My son and daughter (and son-in-law) love sailing with me, the wife - not so much (she gets very nervous when the boat heels past 5 degrees...) but she tolerates it when we take friends/family out.

'nuff intro - luv the site and constantly learn from the knowledgable (and tolerant of newbies ) posters.


----------



## djodenda (Mar 4, 2006)

Welcome! 

It's good to have ANOTHER Catalina 30 owner here! 

We're taking over!

So, I have a question, if you don't mind....

Did you feel that the sailing training you received prepared you well for sailing your C30? Did it take you a while to get comfortable with the boat? Was it ugly? easy? 

Do you have any advice for newer sailors who are thinking about getting their first boat?

Yes, I realize I'm putting you to work here, but your perspective is important, and would be useful to others in similar situations.

Also.. Let's see your boat! You can post pictures after you make 10 posts. Just make 9 more quick ones in this thread. 

David


----------



## uwyoda (Aug 26, 2007)

djodenda said:


> Welcome!
> 
> It's good to have ANOTHER Catalina 30 owner here!
> 
> ...


David,
Thanks for the welcome! Our sailing lessons were on a J24, so I suppose there was not much of a sailing learning curve from that to C30 (other than tiller to wheel steering) but docking was the biggest concern - took a number of approaches (and mistakes were made - mostly on speed of approach, too slow, too fast, etc.) to get comfortable with the larger boat (and the separate gear/throttle controls took some getting used to). I felt the ASA training we received was excellent as respects the sailing aspect, but could have benefited from more time learning to deal with maneuvering the boat under power. No mention was made during training of propwalk and its effect on boat handling - I learned that from reading and trial and error (more error than trial). My son and I did spend some time on the open lake practicing motor approaches to a couple of dropped bouy lines and that helped, but didn't erase the gripping fear that arose as I approached my slip the first few times.

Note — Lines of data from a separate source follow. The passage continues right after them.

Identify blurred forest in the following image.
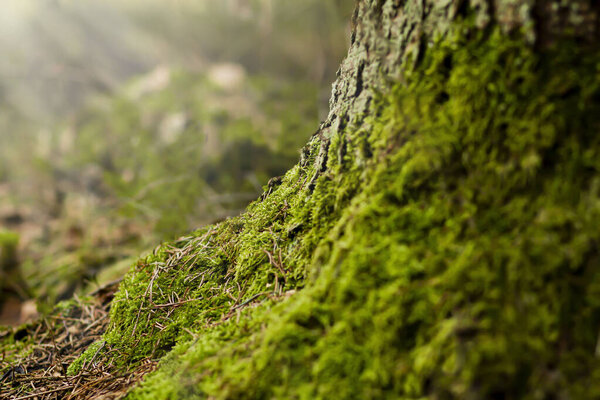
[0,0,354,323]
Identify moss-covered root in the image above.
[92,19,600,399]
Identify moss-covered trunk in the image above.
[3,0,600,399]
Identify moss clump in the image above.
[67,340,105,376]
[99,21,600,399]
[0,230,19,273]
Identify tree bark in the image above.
[47,0,600,399]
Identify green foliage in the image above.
[0,230,19,268]
[59,72,317,237]
[91,21,600,399]
[67,340,104,376]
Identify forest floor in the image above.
[0,282,149,400]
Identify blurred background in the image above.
[0,0,354,324]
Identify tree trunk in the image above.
[12,0,600,399]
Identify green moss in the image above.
[96,17,600,399]
[0,230,19,271]
[67,340,105,376]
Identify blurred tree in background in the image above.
[0,0,353,316]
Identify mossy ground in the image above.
[83,21,600,399]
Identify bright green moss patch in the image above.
[101,22,600,399]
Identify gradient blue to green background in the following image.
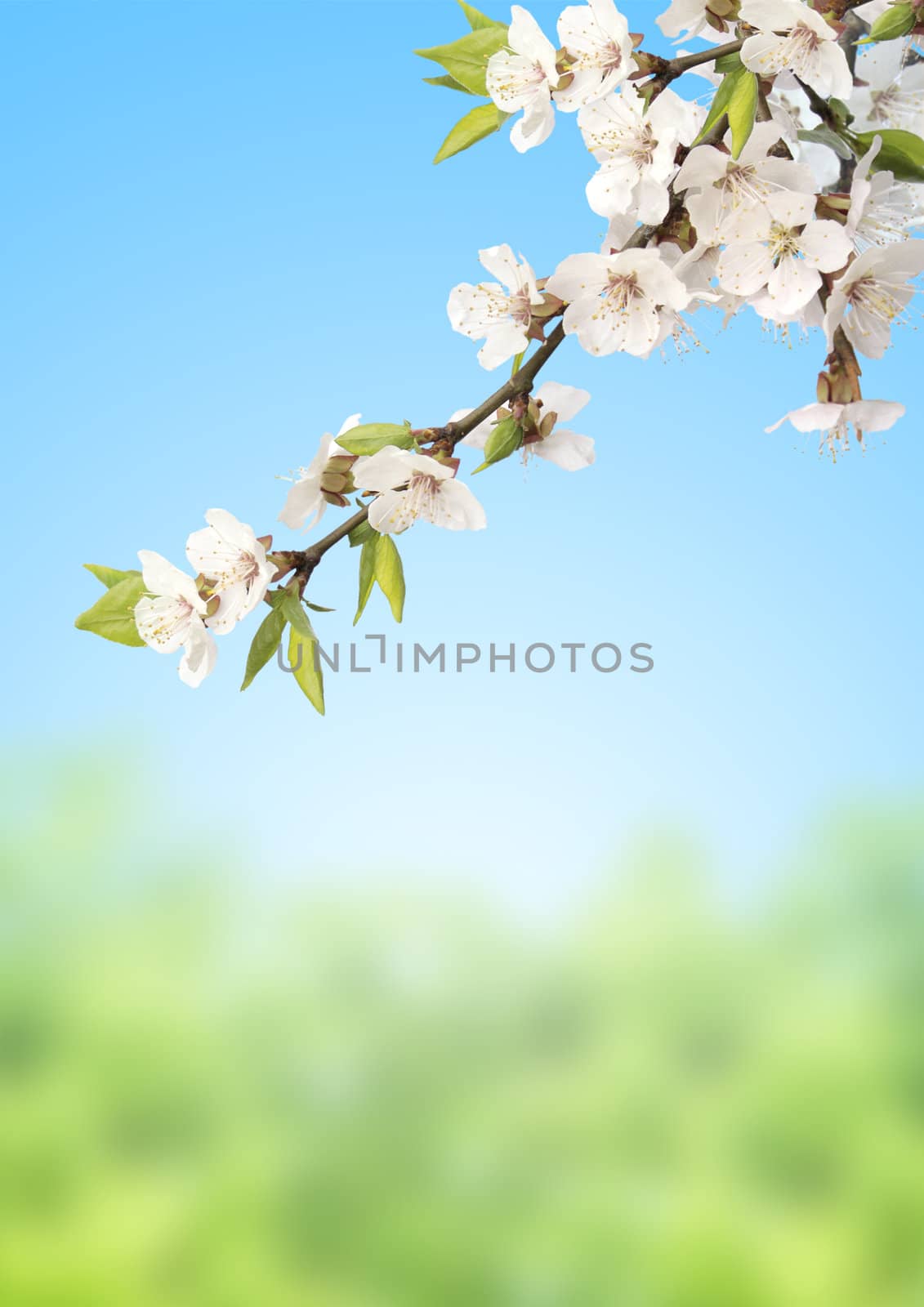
[0,0,924,1307]
[0,0,924,893]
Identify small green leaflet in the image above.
[459,0,507,31]
[83,564,141,590]
[475,417,523,472]
[693,64,757,158]
[423,74,475,96]
[375,536,405,622]
[798,124,854,159]
[353,531,405,626]
[728,68,757,159]
[279,591,324,716]
[434,105,510,163]
[353,532,377,626]
[337,422,414,453]
[852,128,924,181]
[74,569,144,649]
[414,25,507,96]
[240,591,286,690]
[857,4,917,46]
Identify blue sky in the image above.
[0,0,924,902]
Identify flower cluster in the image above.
[78,0,924,707]
[439,0,924,453]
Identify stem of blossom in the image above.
[443,323,565,448]
[667,38,743,81]
[632,38,743,100]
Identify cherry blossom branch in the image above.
[667,37,745,74]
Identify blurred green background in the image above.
[0,756,924,1307]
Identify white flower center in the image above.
[586,123,658,172]
[767,222,801,264]
[780,22,821,74]
[869,83,922,128]
[401,472,440,524]
[144,599,192,645]
[478,283,532,327]
[593,272,645,318]
[855,181,922,250]
[713,163,772,207]
[847,277,904,325]
[495,61,547,96]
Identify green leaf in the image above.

As for newer sailors thinking about buying their own boat:
- I could have spent more time researching market values of prospective purchases(probably spent 3-5k more than I should have). Having said that, I probably personally inspected about 20 boats in north Texas in the 25-30 foot range (my target size at the time) and within my target price range at the time (25-40k). Every boat that I looked at (all listed with brokers) had obvious deficiencies that immediately turned me off (some may have been good buys, but were so obviously poorly maintained that I immediately marked them off the list). 
- The one boat I did look at that immediately impressed me was the one I bought. She was cosmetically attractive compared to all others but at the upper end of my price range. That probably clouded my judgement when it came time to make the offer - I was aware that wind, depth, speed instruments probably would need to be replaced, but spent no time researching the cost of replacement. In any event, I made accepted offer of 90% of asking price (actually my opening offer was 80% of asking, then negotiated) subject to satisfactory survey and sea trial. The major issue revealed on survey was hull blisters - the concensus suggestion from surveyors and the yard I had already agreed to use (for haulout, bottom paint, instrument replacement, etc.) was that I should use the blisters as price negotiation leverage and not bother to repair them. I followed that advice and we settled on purchase price at 85% of asking. Was this a good deal? - probably not on pure economic basis, but I'm happy with her at any price and don't plan to sell her anytime soon, so to me it was a great deal....

That's probably not much advice for newbies looking to purchase, but I do have something to suggest to prospective sellers - if you truly want to sell it, clean it up (inside and out)! It was hard to look past chalky gelcoat, spider-webbed (and bird-pooped) decks/rigging and then go below to see cluttered cabin, obvious leaks from ports, chainplates - I wasn't looking for a "fixer upper" being marketed as "ready to sail" boat..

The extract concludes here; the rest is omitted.